Suor Raffaella De Col
 
Nei prossimi giorni, il 14 maggio, celebrerò il terzo anniversario della mia ordinazione sacerdotale. Questo, in realtà, è un periodo di tanti anniversari, anche per tanti altri sacerdoti. Beh, mercoledì sarà l’anniversario della mia ordinazione, del giorno in cui, per le mani e la preghiera dell’Arcivescovo, ho compiuto il cammino del Seminario diventando sacerdote. Un cammino lungo; non è il caso che stia a raccontare tutta la storia della mia vocazione’ Vorrei solo fare un piccolo riferimento prendendo spunto da quello che è stato detto poco fa da Federico, nella testimonianza relativa al primo mistero, quando, citando il vescovo Antonio, ha descritto la vocazione come la storia di un dialogo. Nel mio caso è stato un dialogo un po’ ‘movimentato’, vivace, fatto anche di momenti un po’ forti, di tensioni’ io non volevo diventare sacerdote! E quando ho avvertito gli occhi del Signore su di me son anche arrivato a sferrare un ‘colpo basso’: ho presentato al Signore un argomento che, a mio avviso, lo avrebbe fatto desistere dal suo progetto. Il mio peccato. Mai avrei creduto che il Signore potesse rispondermi con un colpo ‘ancora più basso” «E se io ti perdonassi?». E’ stato il suo perdono a conquistarmi. In questi casi ‘cadono le braccia’, e l’unica cosa che rimane è crollare’
E così sono diventato sacerdote tre anni fa e continuo a ringraziare Dio ogni giorno per questo dono d’Amore.

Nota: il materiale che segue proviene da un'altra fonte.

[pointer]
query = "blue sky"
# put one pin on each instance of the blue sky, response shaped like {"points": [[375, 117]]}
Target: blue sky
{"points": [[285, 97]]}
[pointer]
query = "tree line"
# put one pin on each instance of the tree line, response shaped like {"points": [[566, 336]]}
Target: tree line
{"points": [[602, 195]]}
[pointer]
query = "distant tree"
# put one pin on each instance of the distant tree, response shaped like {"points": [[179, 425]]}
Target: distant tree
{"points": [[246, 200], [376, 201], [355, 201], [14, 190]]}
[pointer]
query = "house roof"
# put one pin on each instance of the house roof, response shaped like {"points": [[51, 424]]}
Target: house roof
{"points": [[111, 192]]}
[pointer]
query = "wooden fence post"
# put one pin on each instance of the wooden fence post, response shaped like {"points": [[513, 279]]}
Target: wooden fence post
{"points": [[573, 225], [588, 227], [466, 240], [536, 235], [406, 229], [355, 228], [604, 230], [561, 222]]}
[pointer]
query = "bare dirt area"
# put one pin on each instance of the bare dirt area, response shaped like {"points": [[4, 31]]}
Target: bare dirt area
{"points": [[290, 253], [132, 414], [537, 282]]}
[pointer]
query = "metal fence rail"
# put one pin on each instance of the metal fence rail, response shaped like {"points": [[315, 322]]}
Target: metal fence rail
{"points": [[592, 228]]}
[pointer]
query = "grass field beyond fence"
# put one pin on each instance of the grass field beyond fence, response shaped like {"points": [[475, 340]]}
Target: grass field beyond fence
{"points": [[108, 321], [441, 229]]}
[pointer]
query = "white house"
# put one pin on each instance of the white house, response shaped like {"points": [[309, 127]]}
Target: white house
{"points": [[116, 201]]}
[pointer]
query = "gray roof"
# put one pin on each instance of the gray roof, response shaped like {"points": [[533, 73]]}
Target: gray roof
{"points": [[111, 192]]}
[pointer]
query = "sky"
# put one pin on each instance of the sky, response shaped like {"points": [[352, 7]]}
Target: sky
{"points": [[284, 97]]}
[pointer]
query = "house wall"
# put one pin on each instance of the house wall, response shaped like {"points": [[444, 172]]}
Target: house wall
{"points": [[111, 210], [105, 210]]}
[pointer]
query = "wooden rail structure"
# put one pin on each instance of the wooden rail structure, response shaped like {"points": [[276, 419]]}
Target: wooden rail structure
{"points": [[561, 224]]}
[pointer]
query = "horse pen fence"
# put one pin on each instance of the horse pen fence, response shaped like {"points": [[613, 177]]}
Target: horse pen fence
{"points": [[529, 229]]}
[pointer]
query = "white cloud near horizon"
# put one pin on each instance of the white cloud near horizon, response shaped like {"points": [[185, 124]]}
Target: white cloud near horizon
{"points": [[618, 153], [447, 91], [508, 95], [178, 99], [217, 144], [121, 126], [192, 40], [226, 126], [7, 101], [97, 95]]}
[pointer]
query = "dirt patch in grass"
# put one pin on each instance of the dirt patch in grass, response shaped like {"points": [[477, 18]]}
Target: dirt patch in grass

Davvero belle, in questo senso, alcune parole pronunciate dal Vescovo durante l’omelia dell’ultima Messa Crismale, quando ha affermato che Cristo, durante l’Ultima Cena, ha «chiamato per nome ogni singolo sacerdote di tutti i tempi». Sì: noi preti celebriamo il nostro anniversario tutti i giorni in cui offriamo il Sacrificio Eucaristico, memoriale del momento in cui ‘tutto è iniziato’, della nostra chiamata a seguire Cristo, Sommo Sacerdote!

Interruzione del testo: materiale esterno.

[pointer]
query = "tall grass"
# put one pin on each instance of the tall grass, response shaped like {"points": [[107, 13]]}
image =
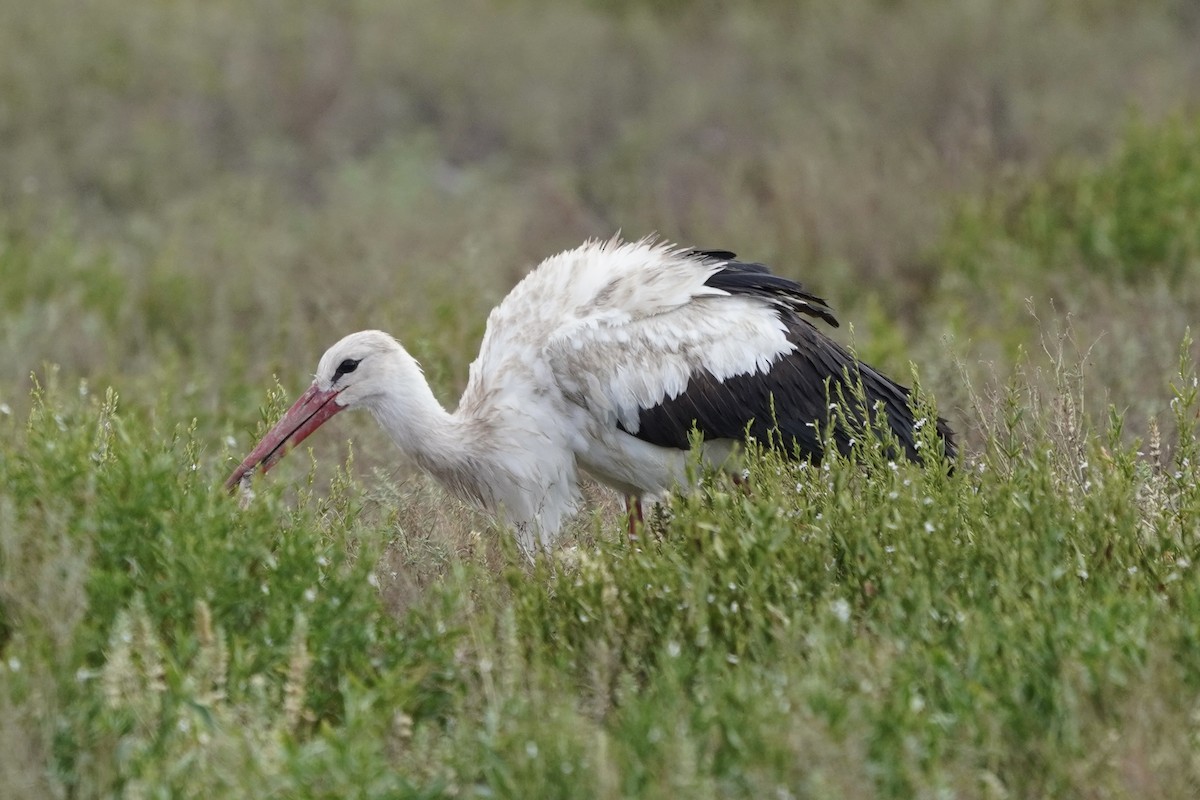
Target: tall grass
{"points": [[197, 199]]}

Concludo con un’ultima curiosità. Anche oggi, 8 maggio, è un anniversario, per me: proprio tre anni fa oggi era domenica, l’ultima domenica che ho vissuto da non-sacerdote. Sette giorni dopo, infatti, ho celebrato la Prima Messa. Una data, quella dell’8 maggio 2011, comunque importante, perché, da allora in poi, nessuna domenica sarebbe stata più come prima. Sì, perché ‘celebrare’ un Sacramento (non solo l’Eucarestia, anche gli altri!) è totalmente diverso dal ‘riceverlo’. Direi, forse, che un po’ di quella Grazia che passa attraverso i poveri gesti e le povere parole di un povero prete, rimane. La differenza tra ‘celebrare’ e ‘ricevere’ un Sacramento non è spiegabile a parole: come ha affermato poco fa Suor Raffaella, certe cose non possono essere descritte a parole ma si possono solo vivere.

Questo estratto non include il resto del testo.